Hummus has become a staple on nearly every menu — from sports bars to salad shops. So it’s no wonder the spread’s elemental ingredient, tahini, is also having a moment in the spotlight.
Once a difficult product to find in conventional supermarkets, store shelves are now stocked with a number of tahini options — but only one is winning over some of the country’s best chefs.
Soom Foods, a Philadelphia-based company founded by three sisters from Rockville, Maryland, got its start in 2013 after the oldest sister, Jackie Zitelman, introduced the others to a tahini from Israel made from pressed and roasted Ethiopian white humera sesame seeds.

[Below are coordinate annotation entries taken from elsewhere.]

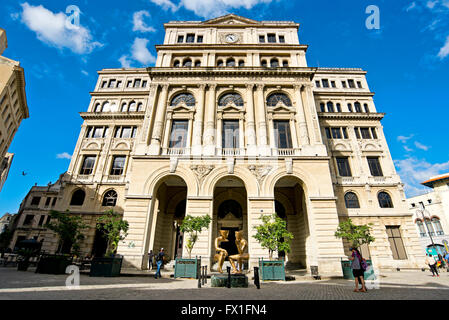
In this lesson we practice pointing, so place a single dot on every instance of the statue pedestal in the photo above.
(237, 281)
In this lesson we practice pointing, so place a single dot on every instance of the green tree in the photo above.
(273, 235)
(355, 235)
(70, 229)
(114, 229)
(192, 226)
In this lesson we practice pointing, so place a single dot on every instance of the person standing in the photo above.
(432, 263)
(357, 270)
(159, 262)
(150, 260)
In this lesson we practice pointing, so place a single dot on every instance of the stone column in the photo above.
(209, 130)
(300, 118)
(250, 121)
(261, 122)
(198, 122)
(159, 122)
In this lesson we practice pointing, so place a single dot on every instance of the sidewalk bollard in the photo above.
(229, 276)
(256, 277)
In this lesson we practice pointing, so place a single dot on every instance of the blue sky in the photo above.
(407, 62)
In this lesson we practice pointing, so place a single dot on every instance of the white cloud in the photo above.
(63, 155)
(444, 51)
(413, 171)
(139, 24)
(208, 8)
(421, 146)
(140, 52)
(52, 29)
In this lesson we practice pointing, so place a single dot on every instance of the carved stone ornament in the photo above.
(201, 171)
(260, 171)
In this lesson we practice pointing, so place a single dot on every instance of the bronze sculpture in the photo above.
(220, 253)
(241, 244)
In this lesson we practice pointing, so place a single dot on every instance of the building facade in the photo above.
(432, 223)
(13, 103)
(232, 122)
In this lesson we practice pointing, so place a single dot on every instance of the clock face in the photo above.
(231, 38)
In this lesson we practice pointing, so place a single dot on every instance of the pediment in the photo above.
(231, 19)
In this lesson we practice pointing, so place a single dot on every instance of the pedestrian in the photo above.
(159, 262)
(358, 267)
(432, 263)
(150, 260)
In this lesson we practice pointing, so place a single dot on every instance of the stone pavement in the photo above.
(403, 285)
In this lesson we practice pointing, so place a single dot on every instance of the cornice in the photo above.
(350, 116)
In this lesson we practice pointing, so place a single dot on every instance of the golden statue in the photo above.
(241, 247)
(220, 253)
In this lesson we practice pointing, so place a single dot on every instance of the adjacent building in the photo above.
(13, 103)
(432, 223)
(233, 123)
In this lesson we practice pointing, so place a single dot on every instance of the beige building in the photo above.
(13, 103)
(233, 123)
(432, 223)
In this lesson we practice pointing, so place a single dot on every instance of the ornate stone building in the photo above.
(233, 123)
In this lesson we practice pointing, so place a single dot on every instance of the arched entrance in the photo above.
(168, 212)
(290, 205)
(229, 212)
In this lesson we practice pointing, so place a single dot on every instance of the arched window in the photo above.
(230, 62)
(187, 98)
(110, 199)
(384, 200)
(230, 97)
(352, 201)
(187, 63)
(78, 198)
(437, 226)
(274, 98)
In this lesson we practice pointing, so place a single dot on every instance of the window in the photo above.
(118, 165)
(374, 166)
(28, 219)
(190, 38)
(352, 201)
(343, 167)
(230, 133)
(125, 132)
(437, 226)
(282, 134)
(275, 98)
(110, 199)
(396, 244)
(230, 98)
(384, 200)
(187, 98)
(35, 201)
(88, 165)
(178, 137)
(78, 198)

Amy Zitelman, the company’s co-founder and CEO, said the flavor profile and consistency of the product was like nothing she had ever tasted in the U.S. (She described the tahini as “thicker than olive oil and thinner than peanut butter, but can be used for both and everything in between.”)
The chalkiness and bitterness often found in store brands? It was nonexistent.

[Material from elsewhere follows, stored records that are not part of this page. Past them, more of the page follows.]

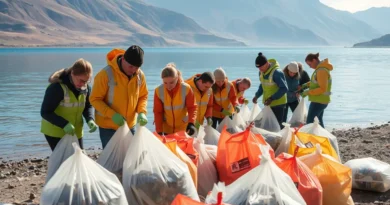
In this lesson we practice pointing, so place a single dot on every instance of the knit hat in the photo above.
(219, 74)
(134, 55)
(293, 67)
(261, 60)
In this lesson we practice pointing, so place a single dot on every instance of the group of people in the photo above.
(119, 95)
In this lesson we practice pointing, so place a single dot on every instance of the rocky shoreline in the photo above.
(21, 182)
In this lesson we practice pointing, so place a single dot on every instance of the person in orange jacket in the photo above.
(201, 86)
(174, 104)
(119, 92)
(225, 99)
(240, 85)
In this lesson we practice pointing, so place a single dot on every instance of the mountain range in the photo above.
(158, 23)
(100, 22)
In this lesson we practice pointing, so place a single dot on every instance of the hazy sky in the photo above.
(355, 5)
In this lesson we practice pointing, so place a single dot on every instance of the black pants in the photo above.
(216, 122)
(292, 106)
(279, 113)
(53, 141)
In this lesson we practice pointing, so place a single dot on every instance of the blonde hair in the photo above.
(170, 70)
(80, 67)
(247, 81)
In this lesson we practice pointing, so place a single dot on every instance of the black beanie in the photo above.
(261, 60)
(134, 55)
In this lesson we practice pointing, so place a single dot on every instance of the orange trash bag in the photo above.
(171, 144)
(335, 178)
(309, 141)
(186, 144)
(307, 183)
(238, 153)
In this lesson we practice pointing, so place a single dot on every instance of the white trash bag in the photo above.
(230, 127)
(272, 138)
(316, 129)
(63, 151)
(245, 113)
(267, 120)
(299, 115)
(265, 184)
(207, 171)
(370, 174)
(114, 153)
(239, 122)
(211, 135)
(80, 180)
(152, 174)
(254, 112)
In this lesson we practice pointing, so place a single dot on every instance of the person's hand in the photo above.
(141, 119)
(92, 126)
(191, 129)
(226, 112)
(254, 100)
(197, 125)
(237, 109)
(118, 119)
(268, 102)
(304, 94)
(69, 129)
(209, 121)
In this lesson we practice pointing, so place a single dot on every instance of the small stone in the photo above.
(32, 196)
(367, 141)
(343, 141)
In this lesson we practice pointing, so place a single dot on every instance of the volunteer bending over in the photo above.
(295, 78)
(120, 93)
(201, 86)
(320, 87)
(174, 104)
(273, 86)
(66, 103)
(225, 99)
(240, 86)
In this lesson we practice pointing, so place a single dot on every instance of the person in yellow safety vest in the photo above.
(174, 104)
(225, 98)
(66, 102)
(273, 86)
(320, 87)
(120, 93)
(240, 85)
(201, 86)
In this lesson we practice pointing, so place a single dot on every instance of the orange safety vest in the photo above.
(222, 99)
(175, 110)
(202, 99)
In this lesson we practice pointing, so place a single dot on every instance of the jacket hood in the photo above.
(325, 64)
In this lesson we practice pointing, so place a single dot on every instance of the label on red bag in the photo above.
(240, 165)
(309, 145)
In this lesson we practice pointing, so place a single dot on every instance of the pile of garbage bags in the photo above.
(246, 160)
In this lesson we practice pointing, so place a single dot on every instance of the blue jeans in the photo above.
(106, 134)
(316, 110)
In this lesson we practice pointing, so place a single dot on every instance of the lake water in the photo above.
(361, 84)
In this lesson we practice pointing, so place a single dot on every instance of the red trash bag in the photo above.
(238, 153)
(307, 183)
(185, 143)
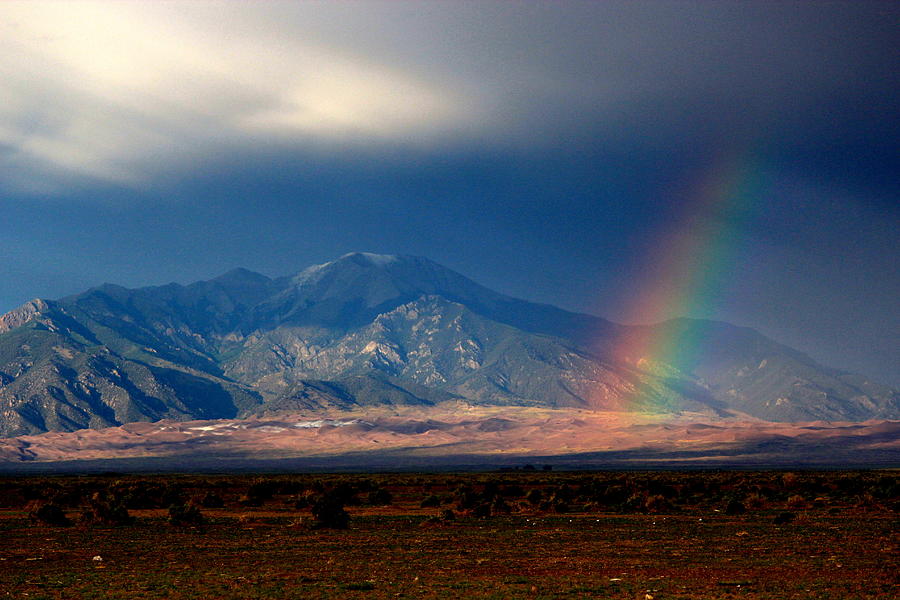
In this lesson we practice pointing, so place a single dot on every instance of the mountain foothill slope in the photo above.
(367, 330)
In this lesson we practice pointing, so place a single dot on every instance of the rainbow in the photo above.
(686, 273)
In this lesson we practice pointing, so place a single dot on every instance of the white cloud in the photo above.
(116, 90)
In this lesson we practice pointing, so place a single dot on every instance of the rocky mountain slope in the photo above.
(371, 330)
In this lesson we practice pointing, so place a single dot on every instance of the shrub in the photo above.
(380, 497)
(534, 497)
(656, 503)
(211, 500)
(328, 510)
(185, 515)
(431, 501)
(47, 513)
(735, 507)
(797, 501)
(785, 517)
(105, 509)
(754, 501)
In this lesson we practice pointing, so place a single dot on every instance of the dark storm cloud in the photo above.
(538, 147)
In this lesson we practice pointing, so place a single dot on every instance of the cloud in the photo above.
(128, 92)
(118, 91)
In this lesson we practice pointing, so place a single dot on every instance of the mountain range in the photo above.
(369, 330)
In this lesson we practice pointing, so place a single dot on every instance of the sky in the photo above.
(740, 159)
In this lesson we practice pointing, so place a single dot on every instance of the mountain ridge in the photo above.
(402, 329)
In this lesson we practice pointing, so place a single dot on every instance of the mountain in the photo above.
(367, 330)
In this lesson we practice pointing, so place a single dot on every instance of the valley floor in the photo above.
(576, 541)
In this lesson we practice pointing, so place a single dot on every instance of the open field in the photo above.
(515, 534)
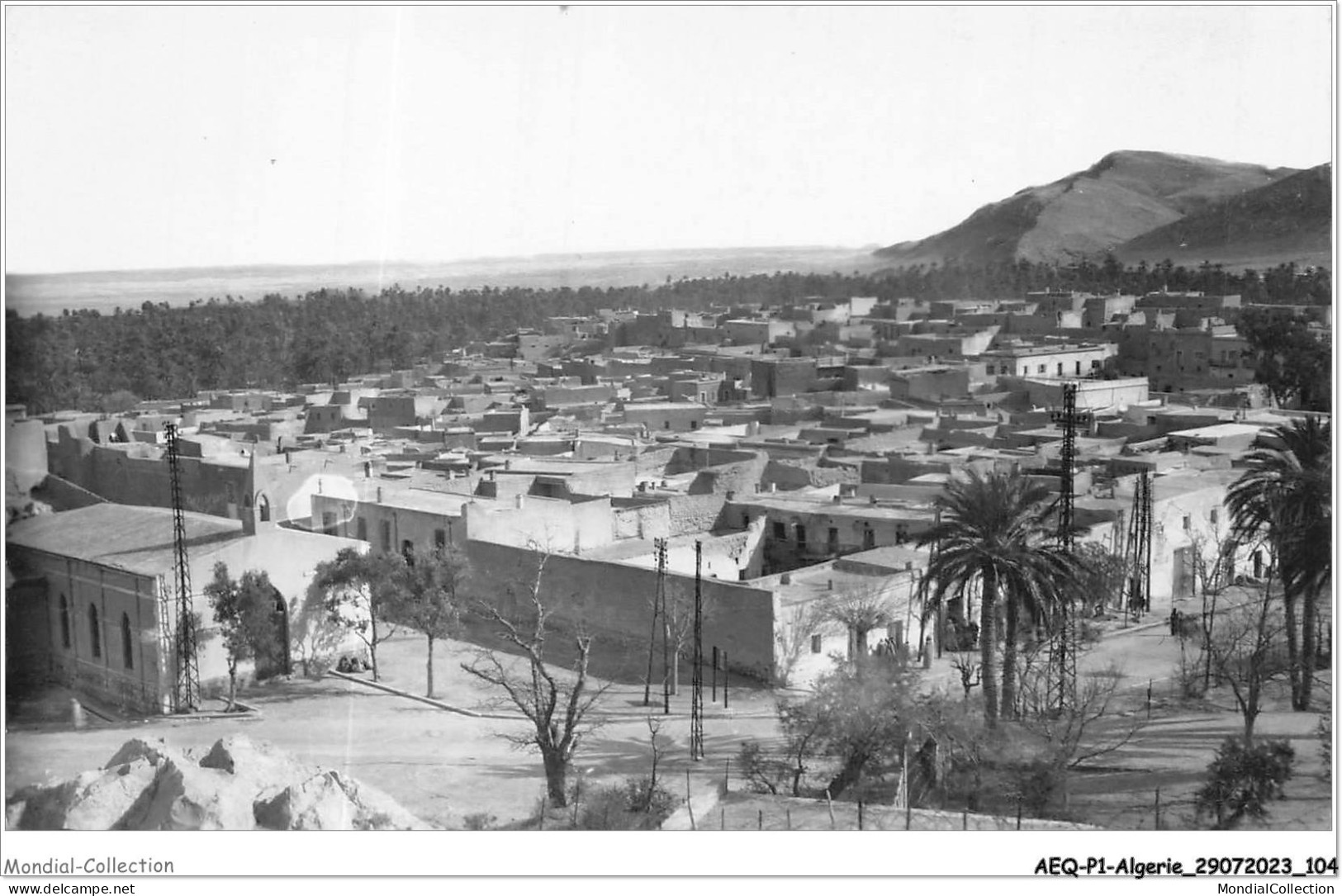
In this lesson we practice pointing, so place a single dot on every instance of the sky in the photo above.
(141, 137)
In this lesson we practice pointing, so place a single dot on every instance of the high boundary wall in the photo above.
(614, 601)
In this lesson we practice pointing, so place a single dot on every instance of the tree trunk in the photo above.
(1008, 710)
(1292, 652)
(232, 685)
(988, 644)
(429, 691)
(372, 642)
(1309, 647)
(556, 773)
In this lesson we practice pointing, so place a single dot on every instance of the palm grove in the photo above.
(1013, 746)
(107, 363)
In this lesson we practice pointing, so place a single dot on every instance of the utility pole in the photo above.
(186, 696)
(697, 683)
(1065, 638)
(666, 625)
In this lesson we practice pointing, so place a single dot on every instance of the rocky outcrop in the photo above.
(238, 785)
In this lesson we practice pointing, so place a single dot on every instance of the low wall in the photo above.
(614, 600)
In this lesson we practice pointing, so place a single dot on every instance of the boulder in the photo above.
(377, 810)
(111, 801)
(188, 797)
(45, 805)
(140, 749)
(238, 756)
(317, 804)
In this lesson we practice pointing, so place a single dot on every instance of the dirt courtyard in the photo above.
(446, 767)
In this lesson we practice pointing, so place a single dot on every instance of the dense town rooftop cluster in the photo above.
(801, 447)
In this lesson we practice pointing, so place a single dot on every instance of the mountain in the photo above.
(1288, 220)
(1088, 214)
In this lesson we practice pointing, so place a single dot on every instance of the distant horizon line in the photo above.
(557, 257)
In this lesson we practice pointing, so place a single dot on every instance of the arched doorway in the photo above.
(277, 660)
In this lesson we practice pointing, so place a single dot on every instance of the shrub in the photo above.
(1325, 734)
(633, 805)
(479, 821)
(762, 773)
(1241, 780)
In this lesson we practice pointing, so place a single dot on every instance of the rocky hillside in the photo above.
(1091, 212)
(235, 785)
(1288, 220)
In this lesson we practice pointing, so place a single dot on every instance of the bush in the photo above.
(762, 773)
(1241, 780)
(479, 821)
(633, 805)
(1325, 734)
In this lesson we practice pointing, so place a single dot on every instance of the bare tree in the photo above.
(970, 674)
(361, 593)
(1247, 652)
(557, 706)
(1086, 728)
(431, 600)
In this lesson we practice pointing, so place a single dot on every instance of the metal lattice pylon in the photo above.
(187, 679)
(697, 681)
(1065, 642)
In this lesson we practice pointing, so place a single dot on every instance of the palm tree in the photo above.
(993, 529)
(1284, 498)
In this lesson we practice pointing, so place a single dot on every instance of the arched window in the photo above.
(94, 632)
(128, 652)
(64, 623)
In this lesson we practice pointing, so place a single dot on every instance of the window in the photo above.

The sisters decided there was room in the U.S. market for a higher-quality tahini, so they launched Soom and brought the creamy condiment to the plates and palates of hummus-hungry Americans.
Well-known chefs embraced the product — including Danny Bowien of New York’s Mission Chinese and Michael Solomonov of Philadelphia’s Zahav, who uses more than 1,400 pounds of Soom tahini each month in his restaurants, according to Food & Wine.
Beyond hummus, Amy Zitelman said it’s been exciting to see all of the other savory, even sweet, ways professional and home chefs are using tahini. She recommends a drizzle on top of yogurt or oatmeal, and even adds a spoonful to her smoothie. The D.C.-based eatery Little Sesame makes a vanilla tahini soft serve, and Bon Appétit published a popular recipe for tahini brownies.
On April 16, the Cleveland Park Israeli restaurant Sababa will host a “tahini feast” with Soom to showcase the versatility of the brand’s products (the sisters also sell a sweet tahini halva spread and a silan date syrup) over a number of courses — from salatim and (yes) hummus, to braised lamb and grilled broccoli. Tickets are $65 with a $35 optional wine pairing.
If you can’t make it to the event, Soom’s products are also available online and at a number of small retailers in the region, including some Whole Foods Market locations.